There is a point as the revs drop where it takes less effort to put it into gear, which is what I wait for, then let off the clutch *right* after putting it into gear so the tranny/motor are turning at the same speed for a smoother feeling shift.

I just realized how difficult it is to explain stuff like this in writing.

--SONET


----------



## ride365 (Dec 19, 2001)

cokray said:


> *Unfortunately, the timing of the car seems to call for 2 or more second pauses between 1st and 2nd, which is a really long time to be off the gas if you're trying to speed up quickly. *


as bad as the throttle map is, that does sound excessively long. try getting off the throttle sooner and sooner relative to clutch engagement, but not so much that the car jerks because you're still in gear.

when you shift, do the revs *rise* at all between gears?


----------



## SONET (Mar 1, 2002)

LilEccentricJ said:


> *I H8 fatware sigs! :eeps: *


I had a feeling it was you!  :rofl: :rofl:

--SONET


----------



## cokray (Feb 13, 2003)

ride365 said:


> *as bad as the throttle map is, that does sound excessively long. try getting off the throttle sooner and sooner relative to clutch engagement, but not so much that the car jerks because you're still in gear.
> 
> when you shift, do the revs rise at all between gears? *


No, they don't rise. I am pretty good about getting my foot off the gas when I'm supposed to. It is possible I'm exaggerating the 2 seconds, but it sure seems that long.

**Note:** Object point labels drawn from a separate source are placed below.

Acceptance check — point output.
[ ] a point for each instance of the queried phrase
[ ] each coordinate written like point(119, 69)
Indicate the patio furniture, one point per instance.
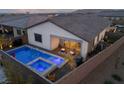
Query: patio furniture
point(72, 52)
point(79, 60)
point(62, 49)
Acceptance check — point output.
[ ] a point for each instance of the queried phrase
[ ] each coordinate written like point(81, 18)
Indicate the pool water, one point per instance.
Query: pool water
point(27, 54)
point(40, 66)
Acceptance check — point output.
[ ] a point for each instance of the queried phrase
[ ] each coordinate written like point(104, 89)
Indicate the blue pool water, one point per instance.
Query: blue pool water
point(40, 66)
point(27, 54)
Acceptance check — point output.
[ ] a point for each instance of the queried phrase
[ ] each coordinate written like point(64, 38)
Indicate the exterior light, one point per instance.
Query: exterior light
point(10, 46)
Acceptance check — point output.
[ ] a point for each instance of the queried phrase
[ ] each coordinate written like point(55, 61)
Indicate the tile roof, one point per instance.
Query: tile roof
point(23, 21)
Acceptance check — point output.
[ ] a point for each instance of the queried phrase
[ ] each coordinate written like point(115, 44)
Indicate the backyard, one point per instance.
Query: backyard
point(111, 71)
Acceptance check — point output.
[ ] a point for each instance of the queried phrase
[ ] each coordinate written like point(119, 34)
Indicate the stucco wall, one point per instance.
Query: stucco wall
point(47, 30)
point(54, 42)
point(83, 70)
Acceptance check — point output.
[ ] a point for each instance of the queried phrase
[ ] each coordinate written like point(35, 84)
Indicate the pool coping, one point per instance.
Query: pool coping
point(47, 71)
point(33, 70)
point(65, 61)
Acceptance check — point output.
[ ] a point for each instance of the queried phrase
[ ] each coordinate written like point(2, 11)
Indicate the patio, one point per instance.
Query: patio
point(69, 50)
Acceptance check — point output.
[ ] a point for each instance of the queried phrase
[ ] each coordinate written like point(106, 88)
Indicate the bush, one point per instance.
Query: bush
point(108, 82)
point(116, 77)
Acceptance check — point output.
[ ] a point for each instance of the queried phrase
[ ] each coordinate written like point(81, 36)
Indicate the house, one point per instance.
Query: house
point(77, 32)
point(81, 32)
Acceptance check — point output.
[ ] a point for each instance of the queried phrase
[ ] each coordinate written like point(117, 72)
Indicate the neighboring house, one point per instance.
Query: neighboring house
point(115, 16)
point(80, 32)
point(85, 30)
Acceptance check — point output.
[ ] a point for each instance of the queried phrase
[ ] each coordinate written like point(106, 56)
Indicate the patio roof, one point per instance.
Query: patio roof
point(85, 26)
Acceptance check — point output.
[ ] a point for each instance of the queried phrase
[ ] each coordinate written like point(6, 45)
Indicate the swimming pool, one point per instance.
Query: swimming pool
point(26, 54)
point(41, 66)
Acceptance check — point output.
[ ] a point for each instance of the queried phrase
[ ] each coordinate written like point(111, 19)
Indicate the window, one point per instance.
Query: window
point(38, 37)
point(19, 32)
point(24, 32)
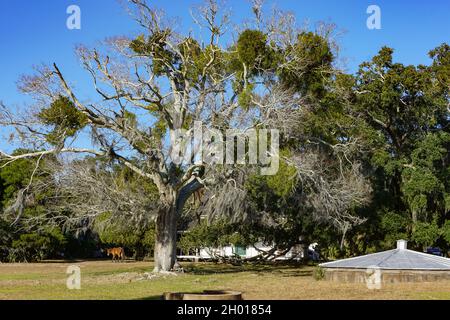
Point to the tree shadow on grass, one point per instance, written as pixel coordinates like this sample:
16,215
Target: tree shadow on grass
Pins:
157,297
223,268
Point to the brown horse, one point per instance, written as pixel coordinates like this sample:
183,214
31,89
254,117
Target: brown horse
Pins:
117,253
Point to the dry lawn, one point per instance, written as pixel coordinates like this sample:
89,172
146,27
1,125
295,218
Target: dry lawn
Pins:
107,280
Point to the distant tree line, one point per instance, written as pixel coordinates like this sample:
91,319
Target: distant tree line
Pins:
364,157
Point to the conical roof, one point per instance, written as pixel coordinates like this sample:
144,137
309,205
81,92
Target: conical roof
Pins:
400,258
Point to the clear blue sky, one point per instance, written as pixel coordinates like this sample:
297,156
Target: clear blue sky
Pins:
34,31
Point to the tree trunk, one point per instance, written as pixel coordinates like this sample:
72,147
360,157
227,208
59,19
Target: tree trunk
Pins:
166,239
166,227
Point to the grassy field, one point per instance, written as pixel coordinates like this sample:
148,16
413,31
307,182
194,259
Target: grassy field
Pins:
107,280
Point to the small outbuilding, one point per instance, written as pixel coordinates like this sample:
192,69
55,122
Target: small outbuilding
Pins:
397,265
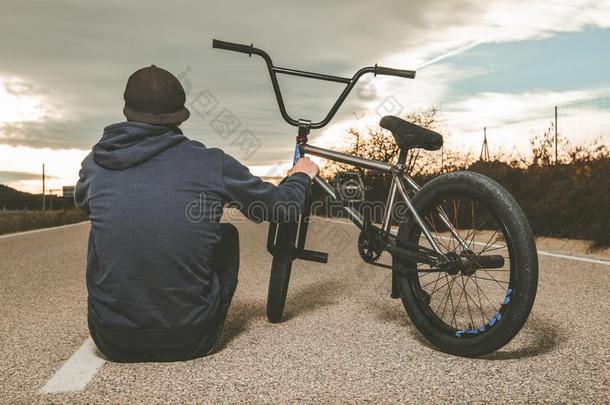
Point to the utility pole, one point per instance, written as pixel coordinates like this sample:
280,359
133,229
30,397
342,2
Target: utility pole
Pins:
44,203
556,160
485,148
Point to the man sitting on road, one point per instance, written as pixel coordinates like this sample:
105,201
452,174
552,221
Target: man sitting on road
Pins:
160,279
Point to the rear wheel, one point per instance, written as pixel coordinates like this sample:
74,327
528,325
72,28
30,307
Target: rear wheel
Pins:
281,267
470,310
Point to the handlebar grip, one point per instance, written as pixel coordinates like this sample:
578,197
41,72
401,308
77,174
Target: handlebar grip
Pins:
231,46
380,70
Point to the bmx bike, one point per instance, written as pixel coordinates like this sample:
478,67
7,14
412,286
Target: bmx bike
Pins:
464,260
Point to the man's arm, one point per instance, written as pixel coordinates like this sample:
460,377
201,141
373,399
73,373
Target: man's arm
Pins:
262,201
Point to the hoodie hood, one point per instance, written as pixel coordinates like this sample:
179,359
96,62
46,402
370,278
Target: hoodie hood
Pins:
129,144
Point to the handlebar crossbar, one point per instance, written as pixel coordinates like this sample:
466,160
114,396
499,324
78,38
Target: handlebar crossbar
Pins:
273,70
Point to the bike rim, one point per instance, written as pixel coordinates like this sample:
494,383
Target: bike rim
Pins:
463,305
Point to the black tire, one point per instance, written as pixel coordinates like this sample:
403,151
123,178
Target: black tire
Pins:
521,270
281,267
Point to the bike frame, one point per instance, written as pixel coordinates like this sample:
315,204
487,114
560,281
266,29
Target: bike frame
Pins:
398,170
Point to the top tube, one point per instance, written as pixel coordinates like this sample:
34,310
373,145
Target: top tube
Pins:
273,70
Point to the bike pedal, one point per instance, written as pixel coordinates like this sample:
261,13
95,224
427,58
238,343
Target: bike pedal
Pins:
313,256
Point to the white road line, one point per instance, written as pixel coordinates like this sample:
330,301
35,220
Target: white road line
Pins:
12,235
77,371
603,262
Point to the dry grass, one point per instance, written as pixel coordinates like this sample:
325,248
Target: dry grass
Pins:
18,221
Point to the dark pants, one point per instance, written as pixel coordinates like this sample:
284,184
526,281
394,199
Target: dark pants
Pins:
225,263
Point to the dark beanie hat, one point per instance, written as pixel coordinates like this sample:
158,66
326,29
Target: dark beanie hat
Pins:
155,96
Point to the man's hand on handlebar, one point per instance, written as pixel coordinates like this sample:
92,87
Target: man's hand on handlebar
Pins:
305,165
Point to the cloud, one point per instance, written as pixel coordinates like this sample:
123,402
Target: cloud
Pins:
75,62
512,119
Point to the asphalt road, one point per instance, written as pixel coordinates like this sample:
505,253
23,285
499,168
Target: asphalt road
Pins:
344,339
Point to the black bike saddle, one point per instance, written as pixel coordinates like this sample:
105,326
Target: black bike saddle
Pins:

However, another theory I have is that I am (unintentionally) getting back on the gas too soon (probably right when I start to release the clutch) causing the revs to slow their decent. This probably happens more on hills because the car is losing speed quickly and my brain is telling my (automatic transmission trained) right foot to make it go faster.


----------



## m75 (Apr 16, 2003)

I've been curious lately about whether the Dinan S1 software would help in rev matching situaitions. I know that the DBW delays the throttle response, but I'm not sure whether it effects the drop off of the revs when you're off of the throttle? Anyone with S1 care to help answer this?


----------



## ayn (Dec 19, 2001)

JetBlack330i said:


> *cokray,
> It not anything that you're doing.
> BMW's are designed that way. It provides the best compromise for most drivers. Even enthusiasts don't shift agressively all the time. Those who do will mod it, if they think the problem is serious enough... the only effective mod for what you're wanting is a lightweight flywheel. If you mod, be prepared to shift fast all the time (may become tiresome) or you'll complain that the engine drops speed too fast and your shift will again be jerky.
> http://www.uucmotorwerks.com/flywheel/LFWLE46.htm *


LTWFW! yummy! i need to do your DIY clutch stop, and then B&M SSK... LTWFW kindda too hardcore for me, maybe after the car comes outta warranty... hehe...

--Andrew


----------